Out with the old, in with the new
IBM's strategic imperatives accounted for a little more than a quarter of company revenue during 2014. A 30% year-over-year growth rate for these businesses during the first quarter is impressive given their size, but given that total revenue was flat, this means all of IBM's other businesses are shrinking at a substantial rate.
This shouldn't be all that surprising The market for information-technology products and services is constantly evolving, and IBM needs to evolve with it. The company is shifting resources toward the areas with the most potential, including the cloud, analytics, mobile, and security, and as these businesses become larger, growth will eventually follow.
The key thing to understand is that, despite the upheaval at IBM, profitability has remained strong. IBM gets a lot of flak for not growing revenue, but adding a bunch of low-margin revenue to satiate impatient investors wouldn't make much sense. Profits drive the stock price, not revenue.
IBM's core businesses, like the mainframe, are still very profitable, and there's no reason to believe this will change. An enormous number of organizations rely on IBM hardware, software, and services, including 90% of the top 100 banks in the world. While these businesses may not be growing, they still generate plenty of cash for IBM.

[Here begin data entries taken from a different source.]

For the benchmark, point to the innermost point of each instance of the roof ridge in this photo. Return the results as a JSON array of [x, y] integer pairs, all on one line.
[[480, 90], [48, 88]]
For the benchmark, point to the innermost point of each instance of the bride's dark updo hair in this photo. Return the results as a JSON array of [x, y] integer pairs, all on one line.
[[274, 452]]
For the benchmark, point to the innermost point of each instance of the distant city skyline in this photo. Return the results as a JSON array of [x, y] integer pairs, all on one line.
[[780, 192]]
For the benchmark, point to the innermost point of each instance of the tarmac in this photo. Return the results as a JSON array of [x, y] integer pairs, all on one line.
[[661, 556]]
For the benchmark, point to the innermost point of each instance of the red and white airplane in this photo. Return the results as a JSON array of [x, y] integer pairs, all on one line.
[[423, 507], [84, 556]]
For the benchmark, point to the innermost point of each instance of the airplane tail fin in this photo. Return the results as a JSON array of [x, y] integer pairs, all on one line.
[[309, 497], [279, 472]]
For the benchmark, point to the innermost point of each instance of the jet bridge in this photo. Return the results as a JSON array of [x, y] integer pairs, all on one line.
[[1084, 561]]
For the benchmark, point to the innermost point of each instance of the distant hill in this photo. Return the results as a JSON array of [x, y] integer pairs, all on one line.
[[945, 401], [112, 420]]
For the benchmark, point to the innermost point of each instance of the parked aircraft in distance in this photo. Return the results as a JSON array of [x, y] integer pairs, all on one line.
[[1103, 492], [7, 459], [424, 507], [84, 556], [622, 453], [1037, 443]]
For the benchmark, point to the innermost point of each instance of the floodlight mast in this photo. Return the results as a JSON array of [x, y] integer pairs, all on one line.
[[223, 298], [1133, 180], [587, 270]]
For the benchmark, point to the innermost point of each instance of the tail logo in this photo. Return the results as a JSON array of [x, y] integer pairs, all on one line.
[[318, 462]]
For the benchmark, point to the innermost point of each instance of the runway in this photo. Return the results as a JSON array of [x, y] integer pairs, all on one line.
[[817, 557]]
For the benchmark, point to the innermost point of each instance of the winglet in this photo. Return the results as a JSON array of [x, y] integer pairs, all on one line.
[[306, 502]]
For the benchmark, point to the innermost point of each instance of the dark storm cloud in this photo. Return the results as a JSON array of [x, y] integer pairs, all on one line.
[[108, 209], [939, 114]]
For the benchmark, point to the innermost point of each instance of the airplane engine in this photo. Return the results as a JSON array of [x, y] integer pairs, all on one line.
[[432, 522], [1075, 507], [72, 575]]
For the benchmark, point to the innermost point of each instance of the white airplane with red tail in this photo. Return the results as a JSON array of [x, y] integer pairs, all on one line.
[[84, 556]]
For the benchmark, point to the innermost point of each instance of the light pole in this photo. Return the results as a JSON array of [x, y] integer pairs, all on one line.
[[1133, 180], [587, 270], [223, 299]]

As IBM's strategic imperatives continue to grow, becoming a larger part of the overall revenue mix, profit margins have the potential to improve. The strategic imperatives are more software-heavy than the rest of the company, and software carries extremely high margins. During the first quarter, for example, IBM's software business managed a 31.4% pre-tax margin, compared to 18.4% for the company as a whole.
IBM is not a company that tries to grow revenue as fast as possible, and when it returns to revenue growth, it will undoubtedly be slow. The main takeaway from IBM's first-quarter results is not that revenue continued to shrink, but that profitability remained intact despite the transition under way at the company.